L’accumulo di sostanza amiloide é una delle caratteristiche alterazioni anatomiche del cervello colpito da malattia d’Alzheimer.

Le forme ereditarie di malattia d’Alzheimer esordiscono in giovane età (40-50 anni), ed hanno una chiara distribuzione familiare con presenza di casi di demenza nelle varie generazioni.

Le alterazioni a carico del gene per la proteina precursore dell’amiloide si associano ad un esordio tra i 40 e i 65 anni; quelle della presenilina 1 tra i 30 e i 65 anni; quelle della presenilina 2 tra i 40 e i 90 anni.

L’ampia variabilità nell’età di insorgenza della malattia limita l’utilità del test genetico dal punto di vista dell’individuo che si sottopone ad esso anche se lo studio genetico resta indicato nei discendenti di famiglie con casi di demenza ereditaria.

É stato altresì dimostrato che i soggetti portatori dell’allele E4 dell’apolipoproteina E hanno un rischio maggiore di sviluppare la malattia d’Alzheimer. Si tratta comunque di un aumento di probabilità e non di un rischio assoluto.

Per quanto riguarda poi la demenza vascolare i fattori di rischio sono gli stessi dell’arteriosclerosi e cioè: età, ipertensione, ipercolesterolemia, diabete, fumo, obesità.

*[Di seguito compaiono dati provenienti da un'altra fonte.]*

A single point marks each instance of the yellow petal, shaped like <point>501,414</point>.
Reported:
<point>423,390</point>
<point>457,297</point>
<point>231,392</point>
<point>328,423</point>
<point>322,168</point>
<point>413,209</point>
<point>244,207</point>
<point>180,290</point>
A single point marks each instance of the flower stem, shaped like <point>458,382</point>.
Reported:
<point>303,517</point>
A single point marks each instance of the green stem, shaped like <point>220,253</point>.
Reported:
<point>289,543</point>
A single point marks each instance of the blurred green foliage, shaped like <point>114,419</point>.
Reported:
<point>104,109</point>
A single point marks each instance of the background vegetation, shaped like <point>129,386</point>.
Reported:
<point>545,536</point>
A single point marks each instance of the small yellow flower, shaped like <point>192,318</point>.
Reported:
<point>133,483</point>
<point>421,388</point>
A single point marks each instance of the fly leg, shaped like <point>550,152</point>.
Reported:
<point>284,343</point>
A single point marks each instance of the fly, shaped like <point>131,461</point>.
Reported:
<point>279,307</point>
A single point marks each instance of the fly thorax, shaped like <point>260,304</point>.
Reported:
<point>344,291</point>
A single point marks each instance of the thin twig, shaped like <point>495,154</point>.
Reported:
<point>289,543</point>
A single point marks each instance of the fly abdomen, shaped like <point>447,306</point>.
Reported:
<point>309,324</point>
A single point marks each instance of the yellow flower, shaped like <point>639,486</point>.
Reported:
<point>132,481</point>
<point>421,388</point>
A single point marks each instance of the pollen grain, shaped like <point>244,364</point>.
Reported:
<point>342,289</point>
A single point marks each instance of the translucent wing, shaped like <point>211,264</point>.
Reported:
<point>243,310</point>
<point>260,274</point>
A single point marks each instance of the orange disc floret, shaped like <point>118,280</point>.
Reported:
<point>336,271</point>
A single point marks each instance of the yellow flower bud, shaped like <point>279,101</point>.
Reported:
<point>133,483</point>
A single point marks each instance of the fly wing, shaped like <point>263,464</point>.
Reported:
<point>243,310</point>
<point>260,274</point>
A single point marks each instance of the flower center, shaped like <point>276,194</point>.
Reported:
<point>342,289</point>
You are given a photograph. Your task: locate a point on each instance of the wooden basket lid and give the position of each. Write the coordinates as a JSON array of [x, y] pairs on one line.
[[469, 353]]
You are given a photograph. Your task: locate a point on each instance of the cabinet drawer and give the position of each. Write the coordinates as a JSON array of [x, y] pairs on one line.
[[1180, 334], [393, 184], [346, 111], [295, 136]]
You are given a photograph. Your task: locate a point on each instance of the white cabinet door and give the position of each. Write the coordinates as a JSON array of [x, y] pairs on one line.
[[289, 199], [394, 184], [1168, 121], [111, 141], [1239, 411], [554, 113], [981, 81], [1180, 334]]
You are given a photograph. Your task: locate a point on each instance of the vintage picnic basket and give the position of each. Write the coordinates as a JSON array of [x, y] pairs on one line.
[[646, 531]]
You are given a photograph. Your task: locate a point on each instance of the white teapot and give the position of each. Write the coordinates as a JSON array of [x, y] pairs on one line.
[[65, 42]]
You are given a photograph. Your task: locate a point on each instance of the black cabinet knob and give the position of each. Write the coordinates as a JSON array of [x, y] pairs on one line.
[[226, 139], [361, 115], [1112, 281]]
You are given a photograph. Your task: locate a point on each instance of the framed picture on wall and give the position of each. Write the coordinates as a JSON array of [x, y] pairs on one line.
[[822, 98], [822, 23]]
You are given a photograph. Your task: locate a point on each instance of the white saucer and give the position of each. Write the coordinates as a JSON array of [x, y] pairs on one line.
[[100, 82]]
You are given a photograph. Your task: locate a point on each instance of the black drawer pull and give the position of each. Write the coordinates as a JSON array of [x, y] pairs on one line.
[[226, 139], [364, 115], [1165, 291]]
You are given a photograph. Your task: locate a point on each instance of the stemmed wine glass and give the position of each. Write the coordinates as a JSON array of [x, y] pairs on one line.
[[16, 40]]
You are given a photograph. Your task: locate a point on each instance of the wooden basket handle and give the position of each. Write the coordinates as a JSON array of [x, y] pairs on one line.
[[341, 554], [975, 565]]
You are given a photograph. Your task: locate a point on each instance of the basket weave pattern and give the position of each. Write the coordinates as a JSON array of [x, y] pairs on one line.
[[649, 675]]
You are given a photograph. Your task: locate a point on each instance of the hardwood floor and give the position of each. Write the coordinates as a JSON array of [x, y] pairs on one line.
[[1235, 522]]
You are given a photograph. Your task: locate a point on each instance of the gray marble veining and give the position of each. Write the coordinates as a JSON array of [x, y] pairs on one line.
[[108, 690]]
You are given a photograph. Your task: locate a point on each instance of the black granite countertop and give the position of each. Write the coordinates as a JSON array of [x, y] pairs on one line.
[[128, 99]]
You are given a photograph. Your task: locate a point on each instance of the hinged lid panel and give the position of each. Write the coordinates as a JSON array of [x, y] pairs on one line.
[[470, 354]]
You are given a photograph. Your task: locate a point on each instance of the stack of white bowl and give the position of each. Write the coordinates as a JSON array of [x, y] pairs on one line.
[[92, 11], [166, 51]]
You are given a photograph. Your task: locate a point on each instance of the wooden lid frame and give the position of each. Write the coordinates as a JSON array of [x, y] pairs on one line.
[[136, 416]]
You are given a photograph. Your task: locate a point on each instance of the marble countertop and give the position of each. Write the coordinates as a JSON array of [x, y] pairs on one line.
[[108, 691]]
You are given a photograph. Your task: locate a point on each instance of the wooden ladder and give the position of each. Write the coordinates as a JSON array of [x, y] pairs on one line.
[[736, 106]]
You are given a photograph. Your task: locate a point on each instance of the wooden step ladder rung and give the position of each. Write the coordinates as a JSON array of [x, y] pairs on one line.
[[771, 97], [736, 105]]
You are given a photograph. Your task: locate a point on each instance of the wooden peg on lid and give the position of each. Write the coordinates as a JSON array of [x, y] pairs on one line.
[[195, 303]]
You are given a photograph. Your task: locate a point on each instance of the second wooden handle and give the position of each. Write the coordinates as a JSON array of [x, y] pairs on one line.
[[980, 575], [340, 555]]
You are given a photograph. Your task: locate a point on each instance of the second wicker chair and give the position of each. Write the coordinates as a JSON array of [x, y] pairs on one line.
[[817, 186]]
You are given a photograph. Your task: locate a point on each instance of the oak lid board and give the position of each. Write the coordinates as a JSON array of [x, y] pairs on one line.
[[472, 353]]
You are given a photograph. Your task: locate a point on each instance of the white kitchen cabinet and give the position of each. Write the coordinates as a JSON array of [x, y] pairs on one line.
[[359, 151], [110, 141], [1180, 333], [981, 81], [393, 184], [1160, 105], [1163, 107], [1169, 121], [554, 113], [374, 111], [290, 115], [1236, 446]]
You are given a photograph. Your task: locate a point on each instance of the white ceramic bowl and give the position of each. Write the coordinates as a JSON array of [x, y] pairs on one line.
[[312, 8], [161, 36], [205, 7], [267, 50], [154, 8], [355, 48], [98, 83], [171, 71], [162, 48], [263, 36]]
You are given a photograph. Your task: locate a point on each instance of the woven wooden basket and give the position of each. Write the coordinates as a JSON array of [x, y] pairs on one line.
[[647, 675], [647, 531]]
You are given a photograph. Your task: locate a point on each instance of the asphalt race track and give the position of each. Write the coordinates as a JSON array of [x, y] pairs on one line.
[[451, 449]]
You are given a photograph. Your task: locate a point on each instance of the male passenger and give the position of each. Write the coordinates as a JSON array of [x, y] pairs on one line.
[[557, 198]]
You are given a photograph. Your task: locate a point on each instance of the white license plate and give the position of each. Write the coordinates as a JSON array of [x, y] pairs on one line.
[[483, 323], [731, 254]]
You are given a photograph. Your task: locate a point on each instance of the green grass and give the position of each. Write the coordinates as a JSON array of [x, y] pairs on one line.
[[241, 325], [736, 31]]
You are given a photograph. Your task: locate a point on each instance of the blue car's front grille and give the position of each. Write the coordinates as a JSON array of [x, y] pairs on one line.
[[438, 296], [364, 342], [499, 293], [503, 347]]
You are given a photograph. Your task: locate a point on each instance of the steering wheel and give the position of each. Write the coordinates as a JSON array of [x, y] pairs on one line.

L’età resta il principale fattore di rischio anche per la malattia d’Alzheimer visto che la maggiore prevalenza della malattia si ha dopo i 75 anni.

La causa della malattia d’Alzheimer é a tuttoggi sconosciuta.

Un effetto combinato di fattori genetici ed ambientali potrebbe essere alla base dello sviluppo della malattia.

LA CURA

Attualmente non esiste una cura che guarisca la demenza non essendone nota la causa. Esistono tuttavia farmaci attivi a livello cerebrale che possono rallentarne il decorso e migliorare i disturbi del comportamento.

In particolare per la malattia d’Alzheimer esistono da alcuni anni farmaci specifici, i cosiddetti

“inibitori delle colinesterasi”. Essi agiscono bloccando la degradazione di un neurotrasmettitore (l’acetilcolina) la cui carenza sembra essere particolarmente importante nel determinare i disturbi tipici della malattia d’Alzheimer.

Purtroppo questi farmaci hanno efficacia solo nel 30-50 % dei pazienti con demenza di grado lieve o moderato.

Nei casi che rispondono alla terapia si possono ottenere dei miglioramenti per un periodo di tempo variabile da individuo ad individuo ed un rallentamento nell’evoluzione della malattia.

La prescrizione di tali farmaci é di pertinenza specialistica (geriatra, neurologo).

Esistono altresì terapie non farmacologiche (metodi di riabilitazione cognitiva) che possono contribuire a rallentare il declino mentale.

L’ASSISTENZA AL MALATO

La storia naturale della demenza é variabile da paziente a paziente ma é comunque un percorso verso la perdita dell’autosufficienza, una parabola discendente costellata di problemi dei quali é la famiglia, in primo luogo, a farsi carico.